Supporters see him a returning liberation hero, who revived a long-lost dream of African nationhood from his flat in faraway south London. Critics see him as a dangerous insurgent who belongs behind bars.
Like him or loathe him, though few would disagree that Nnamdi Kanu has come a long way since his days running Radio Free Biafra from a council flat in Peckham.
The 52-year-old, who leads the campaign to revive the former breakaway state of Biafra, was the catalyst for President Muhammadu Buhari’s extraordinary decision two weeks ago to ban Nigeria’s 200 million people from using Twitter.
That in turn has sparked a global row over freedom of speech, dragging in everyone from Silicon Valley’s tech giants through to ex-US president Donald Trump – not to mention Nigeria’s millions of Twitter users.
Kanu, who also holds British citizenship, started Radio Free Biafra while living in London a decade ago. The web-based pirate radio station campaigns to recreate the short-lived republic of Biafra, which broke away from the rest of Nigeria in 1967, sparking a civil war that claimed a million lives.
He returned to Nigeria in 2015, where he then skipped bail on what he claims were trumped-up treason charges. Now a fugitive, he leads the banned separatist group, the Indigenous People of Biafra (IPOB), whose armed wing, the Eastern Security Network, has been accused of attacking Nigerian security forces.

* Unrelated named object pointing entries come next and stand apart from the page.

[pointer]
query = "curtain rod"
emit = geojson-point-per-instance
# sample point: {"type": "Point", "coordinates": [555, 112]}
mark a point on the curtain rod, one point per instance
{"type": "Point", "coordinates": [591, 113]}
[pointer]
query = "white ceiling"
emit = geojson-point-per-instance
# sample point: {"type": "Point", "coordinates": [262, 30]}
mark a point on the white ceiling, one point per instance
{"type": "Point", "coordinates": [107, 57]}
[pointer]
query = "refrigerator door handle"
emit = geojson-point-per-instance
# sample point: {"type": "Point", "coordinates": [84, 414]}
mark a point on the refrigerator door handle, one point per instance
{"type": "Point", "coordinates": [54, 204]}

He regards multi-ethnic Nigeria as a “zoo”, declaring: “We want a free and independent Biafra or death.”
Such shock-jock rhetoric has infuriated Mr Buhari, a stern former general who fought on the government side in the Biafran war. On June 2, the president Tweeted a blunt warning to the separatists, saying: “Those of us in the fields for 30 months, who went through the war, will treat them in the language they understand.”
To Mr Buhari’s fury, Twitter then deleted his post, saying violated its “abusive behaviour” policy. Two days later, the president banned Twitter from Nigeria altogether, sparking protests from his own citizens and freedom campaigners worldwide.
Defending the decision, Mr Buhari insisted that Mr Kanu has used his own Twitter, which has 300,000 followers, “to direct his loyalists to kill Nigerian soldiers and policemen.”
The government blames IPOB’s armed wing for a rising tide of lawlessness in recent months around its stronghold in the former Biafra region of south-east Nigeria. Police officers have been killed, government buildings attacked, and in April, more than 1,800 prisoners escaped during a mass jailbreak in the city of Owerri.
A day after Mr Buhari announced the Twitter ban, the platform also deleted a Tweet from Mr Kanu’s account. It said: “Any army they send to #Biafraland will die there. None will return alive.” Mr Kanu was also banned from Facebook in February after posting a video alleged to show a pro-Biafran militia group killing cattle belonging to Fulani herders
Mr Buhari’s ban on Twitter won praise from Donald Trump, who himself was kicked off Twitter over claims that his posts helped incite the US Capitol riot in January.
“Congratulations to the country of Nigeria, who just banned Twitter because they banned their president,” he said.
Critics, however, claim that Mr Buhari has over-reacted with the Twitter ban, censoring a social media tool used by 40 million Nigerians, as well as many businesses for advertising.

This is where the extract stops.